Linzer Westring

Klimaaktivisten wollen Bohrkopfbergung verhindern

Oberösterreich
30.12.2025 11:00
Porträt von Krone Oberösterreich
Von Krone Oberösterreich

Seit 19. November harren Umweltaktivisten am Linzer Froschberg aus, um sich gegen das großflächige Abholzen alter Bäume für den Linzer Westring (A26) zu wehren. Im neuen Jahr soll das Camp offenbar Bergungsarbeiten eines Bohrkopfes im Berg Platz machen, berichteten die Aktivisten.
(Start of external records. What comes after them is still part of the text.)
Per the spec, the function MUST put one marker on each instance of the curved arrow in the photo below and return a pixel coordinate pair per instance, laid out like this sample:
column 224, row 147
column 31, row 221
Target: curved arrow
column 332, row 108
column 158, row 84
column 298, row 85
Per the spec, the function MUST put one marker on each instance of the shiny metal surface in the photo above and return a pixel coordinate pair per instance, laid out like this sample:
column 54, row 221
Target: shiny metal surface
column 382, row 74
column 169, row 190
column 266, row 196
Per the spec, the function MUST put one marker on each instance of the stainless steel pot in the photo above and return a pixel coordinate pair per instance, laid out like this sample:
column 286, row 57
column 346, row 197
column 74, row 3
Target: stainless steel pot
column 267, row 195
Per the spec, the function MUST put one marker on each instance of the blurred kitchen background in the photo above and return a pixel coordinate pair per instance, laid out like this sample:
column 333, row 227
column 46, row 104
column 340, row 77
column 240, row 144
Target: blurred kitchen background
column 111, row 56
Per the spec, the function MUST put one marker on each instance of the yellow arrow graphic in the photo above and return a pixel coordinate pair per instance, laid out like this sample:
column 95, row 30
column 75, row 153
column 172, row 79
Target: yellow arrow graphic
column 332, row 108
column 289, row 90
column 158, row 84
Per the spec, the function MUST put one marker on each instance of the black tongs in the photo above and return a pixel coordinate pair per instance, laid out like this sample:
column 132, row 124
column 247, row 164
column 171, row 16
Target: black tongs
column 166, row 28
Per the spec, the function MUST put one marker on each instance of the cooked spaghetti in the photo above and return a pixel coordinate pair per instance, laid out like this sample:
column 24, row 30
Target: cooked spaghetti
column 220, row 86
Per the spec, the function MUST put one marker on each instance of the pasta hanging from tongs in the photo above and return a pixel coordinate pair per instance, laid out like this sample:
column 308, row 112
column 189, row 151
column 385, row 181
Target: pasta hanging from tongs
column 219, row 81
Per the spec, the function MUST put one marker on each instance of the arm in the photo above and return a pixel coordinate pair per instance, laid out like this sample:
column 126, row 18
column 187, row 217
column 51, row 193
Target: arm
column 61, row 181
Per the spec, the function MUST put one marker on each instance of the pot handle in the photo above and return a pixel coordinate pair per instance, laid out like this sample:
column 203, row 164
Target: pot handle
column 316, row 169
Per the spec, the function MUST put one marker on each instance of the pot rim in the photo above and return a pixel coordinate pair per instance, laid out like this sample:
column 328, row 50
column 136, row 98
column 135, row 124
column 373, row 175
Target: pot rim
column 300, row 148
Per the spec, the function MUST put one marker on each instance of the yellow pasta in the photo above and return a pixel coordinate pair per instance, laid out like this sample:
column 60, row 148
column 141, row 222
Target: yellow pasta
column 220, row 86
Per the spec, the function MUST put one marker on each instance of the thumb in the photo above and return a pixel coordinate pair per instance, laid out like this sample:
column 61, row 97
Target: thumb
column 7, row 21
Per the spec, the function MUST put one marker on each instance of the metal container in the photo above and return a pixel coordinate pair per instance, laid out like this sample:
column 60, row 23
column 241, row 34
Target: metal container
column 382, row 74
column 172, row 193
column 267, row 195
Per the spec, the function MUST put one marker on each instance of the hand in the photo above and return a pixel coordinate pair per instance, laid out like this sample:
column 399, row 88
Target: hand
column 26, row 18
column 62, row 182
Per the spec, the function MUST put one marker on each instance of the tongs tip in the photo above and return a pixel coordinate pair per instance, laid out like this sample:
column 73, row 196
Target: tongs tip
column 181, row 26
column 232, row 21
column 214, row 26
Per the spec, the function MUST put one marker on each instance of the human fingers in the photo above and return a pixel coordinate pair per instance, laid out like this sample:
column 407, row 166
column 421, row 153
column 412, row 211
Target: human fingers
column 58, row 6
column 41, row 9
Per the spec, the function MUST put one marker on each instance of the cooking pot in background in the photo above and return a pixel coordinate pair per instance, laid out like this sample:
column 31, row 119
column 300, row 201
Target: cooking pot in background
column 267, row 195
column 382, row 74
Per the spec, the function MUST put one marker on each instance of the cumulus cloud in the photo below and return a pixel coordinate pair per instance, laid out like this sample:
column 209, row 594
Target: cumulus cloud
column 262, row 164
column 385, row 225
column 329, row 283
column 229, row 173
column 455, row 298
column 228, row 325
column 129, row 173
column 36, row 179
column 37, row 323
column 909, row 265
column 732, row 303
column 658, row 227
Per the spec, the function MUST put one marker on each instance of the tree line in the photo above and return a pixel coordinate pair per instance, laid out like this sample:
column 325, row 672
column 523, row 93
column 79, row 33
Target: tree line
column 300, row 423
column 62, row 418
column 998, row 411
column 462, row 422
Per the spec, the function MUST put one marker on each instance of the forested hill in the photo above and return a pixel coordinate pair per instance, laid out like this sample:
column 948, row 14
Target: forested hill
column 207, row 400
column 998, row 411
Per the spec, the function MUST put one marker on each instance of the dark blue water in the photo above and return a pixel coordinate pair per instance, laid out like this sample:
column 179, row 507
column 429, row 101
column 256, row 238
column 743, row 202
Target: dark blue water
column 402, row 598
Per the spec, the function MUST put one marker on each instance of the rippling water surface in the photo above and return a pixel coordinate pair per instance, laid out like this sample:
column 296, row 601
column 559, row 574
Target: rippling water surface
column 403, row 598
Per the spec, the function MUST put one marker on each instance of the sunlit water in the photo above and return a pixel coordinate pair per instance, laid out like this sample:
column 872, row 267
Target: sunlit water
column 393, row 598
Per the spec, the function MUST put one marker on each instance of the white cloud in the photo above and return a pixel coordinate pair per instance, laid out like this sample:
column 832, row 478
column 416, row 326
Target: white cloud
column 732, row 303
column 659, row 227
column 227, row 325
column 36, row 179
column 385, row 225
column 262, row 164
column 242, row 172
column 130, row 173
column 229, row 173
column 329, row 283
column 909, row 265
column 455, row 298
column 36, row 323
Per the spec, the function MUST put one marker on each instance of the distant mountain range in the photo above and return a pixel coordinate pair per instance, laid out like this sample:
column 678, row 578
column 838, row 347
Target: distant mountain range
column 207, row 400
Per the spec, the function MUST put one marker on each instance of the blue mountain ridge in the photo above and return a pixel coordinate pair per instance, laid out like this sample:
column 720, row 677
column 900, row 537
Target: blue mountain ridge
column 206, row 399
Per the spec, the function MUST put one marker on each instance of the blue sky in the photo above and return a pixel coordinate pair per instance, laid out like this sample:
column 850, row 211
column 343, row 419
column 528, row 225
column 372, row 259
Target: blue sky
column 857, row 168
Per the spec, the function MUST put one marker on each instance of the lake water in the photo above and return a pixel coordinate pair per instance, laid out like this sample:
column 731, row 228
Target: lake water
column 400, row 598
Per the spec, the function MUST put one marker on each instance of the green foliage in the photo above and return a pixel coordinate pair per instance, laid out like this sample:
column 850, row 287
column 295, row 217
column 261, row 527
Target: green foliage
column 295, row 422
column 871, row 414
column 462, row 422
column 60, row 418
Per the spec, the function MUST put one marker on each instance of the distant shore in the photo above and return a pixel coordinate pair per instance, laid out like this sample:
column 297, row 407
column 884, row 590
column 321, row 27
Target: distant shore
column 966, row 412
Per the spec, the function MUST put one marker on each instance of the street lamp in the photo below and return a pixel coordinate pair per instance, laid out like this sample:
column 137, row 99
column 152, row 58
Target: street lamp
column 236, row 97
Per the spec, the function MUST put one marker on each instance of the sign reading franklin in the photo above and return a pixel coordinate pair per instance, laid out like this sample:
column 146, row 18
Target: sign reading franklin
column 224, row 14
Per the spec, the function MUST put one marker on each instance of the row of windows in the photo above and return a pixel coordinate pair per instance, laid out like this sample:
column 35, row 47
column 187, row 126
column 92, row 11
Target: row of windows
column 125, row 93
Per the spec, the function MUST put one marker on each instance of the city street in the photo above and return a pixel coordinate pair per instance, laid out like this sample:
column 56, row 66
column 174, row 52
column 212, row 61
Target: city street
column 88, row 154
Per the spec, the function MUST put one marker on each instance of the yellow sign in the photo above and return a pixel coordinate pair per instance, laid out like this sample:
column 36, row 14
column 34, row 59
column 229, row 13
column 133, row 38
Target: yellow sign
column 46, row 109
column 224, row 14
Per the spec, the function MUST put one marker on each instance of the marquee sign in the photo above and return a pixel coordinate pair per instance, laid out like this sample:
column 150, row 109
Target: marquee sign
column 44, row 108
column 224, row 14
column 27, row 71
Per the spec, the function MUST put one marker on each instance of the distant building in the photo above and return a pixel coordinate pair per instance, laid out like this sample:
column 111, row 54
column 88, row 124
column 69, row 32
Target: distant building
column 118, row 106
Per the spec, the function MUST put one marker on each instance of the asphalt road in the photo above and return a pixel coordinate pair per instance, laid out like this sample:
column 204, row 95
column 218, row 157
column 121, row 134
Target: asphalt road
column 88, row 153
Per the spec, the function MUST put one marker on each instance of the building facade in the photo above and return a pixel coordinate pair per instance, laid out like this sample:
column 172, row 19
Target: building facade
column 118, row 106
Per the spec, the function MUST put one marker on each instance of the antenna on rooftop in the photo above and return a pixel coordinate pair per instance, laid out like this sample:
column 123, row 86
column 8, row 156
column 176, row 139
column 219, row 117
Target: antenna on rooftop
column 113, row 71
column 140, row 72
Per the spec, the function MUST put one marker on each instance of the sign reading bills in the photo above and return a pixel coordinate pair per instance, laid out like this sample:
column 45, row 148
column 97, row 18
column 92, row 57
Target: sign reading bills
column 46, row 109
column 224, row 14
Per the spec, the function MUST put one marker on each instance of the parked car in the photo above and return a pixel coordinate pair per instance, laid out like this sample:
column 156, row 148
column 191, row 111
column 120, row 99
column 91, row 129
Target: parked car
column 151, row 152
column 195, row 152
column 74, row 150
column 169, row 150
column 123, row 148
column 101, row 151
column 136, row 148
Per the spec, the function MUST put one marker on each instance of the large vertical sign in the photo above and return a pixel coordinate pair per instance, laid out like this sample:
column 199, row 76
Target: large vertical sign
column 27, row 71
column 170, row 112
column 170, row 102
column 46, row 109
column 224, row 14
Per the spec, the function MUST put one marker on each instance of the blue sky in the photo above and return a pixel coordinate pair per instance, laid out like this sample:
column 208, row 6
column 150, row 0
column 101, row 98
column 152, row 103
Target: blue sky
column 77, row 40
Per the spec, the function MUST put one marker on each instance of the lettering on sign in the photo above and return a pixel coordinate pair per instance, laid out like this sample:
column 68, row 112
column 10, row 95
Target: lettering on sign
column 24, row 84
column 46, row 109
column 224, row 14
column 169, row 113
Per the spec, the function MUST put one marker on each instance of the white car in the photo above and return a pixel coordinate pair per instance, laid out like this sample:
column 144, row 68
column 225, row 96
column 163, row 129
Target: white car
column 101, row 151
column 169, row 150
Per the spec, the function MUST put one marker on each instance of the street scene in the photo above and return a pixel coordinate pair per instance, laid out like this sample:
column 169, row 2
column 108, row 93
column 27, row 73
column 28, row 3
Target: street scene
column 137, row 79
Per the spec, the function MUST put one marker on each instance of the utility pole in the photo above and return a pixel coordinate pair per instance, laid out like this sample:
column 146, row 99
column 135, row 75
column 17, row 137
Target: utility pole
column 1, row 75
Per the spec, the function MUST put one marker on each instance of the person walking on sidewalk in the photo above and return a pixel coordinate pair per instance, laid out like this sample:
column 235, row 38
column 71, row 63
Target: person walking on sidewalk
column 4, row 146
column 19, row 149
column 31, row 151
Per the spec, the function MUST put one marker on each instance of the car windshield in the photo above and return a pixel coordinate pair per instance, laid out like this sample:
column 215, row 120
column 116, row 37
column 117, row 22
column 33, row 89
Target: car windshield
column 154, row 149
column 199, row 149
Ihr Camp soll 50 bis 100 Meter weichen, damit ein Bohrkopf geborgen werden kann, der vor einigen Wochen auf der Baustelle zum Linzer Westring in 17 Metern Tiefe unter dem Bergschlösslpark stecken blieb, vermuten die Umweltschützer. Der Bohrkopf war beim Microtunneling nach 120 Metern Vortrieb hängen geblieben. Erst wenn man ihn gelöst hat, können die noch fehlenden 100 Meter Kanal weitergebohrt werden. Im November seien alle Versuche gescheitert, ihn wieder in Bewegung zu setzen, hatte die Linz AG informiert.

Bäume sollen dabei jedenfalls nicht gefällt werden. Zu einem neuerlichen Anlauf zur Bergung werde es wohl nach den Feiertagen kommen, sagte eine Sprecherin am Montag.

Die Aktivisten haben auf die Baumstümpfe Kerzen gestellt
Die Aktivisten haben auf die Baumstümpfe Kerzen gestellt(Bild: Kerschbaummayr Werner)

Bäume sterben wegen Bohrkopfbergung
Das Camp befinde sich keineswegs zufällig über der Stelle, an der der Bohrkopf vermutet wird. Denn um ihn zu bergen, stehe eine erneute Zerstörung des Baumbestandes bevor, warnten die Aktivisten – im Wesentlichen von der Initiative „Ja! Zum Grüngürtel“, unterstützt von der „Bürgerinitiative Froschberg“ – in einer Presseaussendung.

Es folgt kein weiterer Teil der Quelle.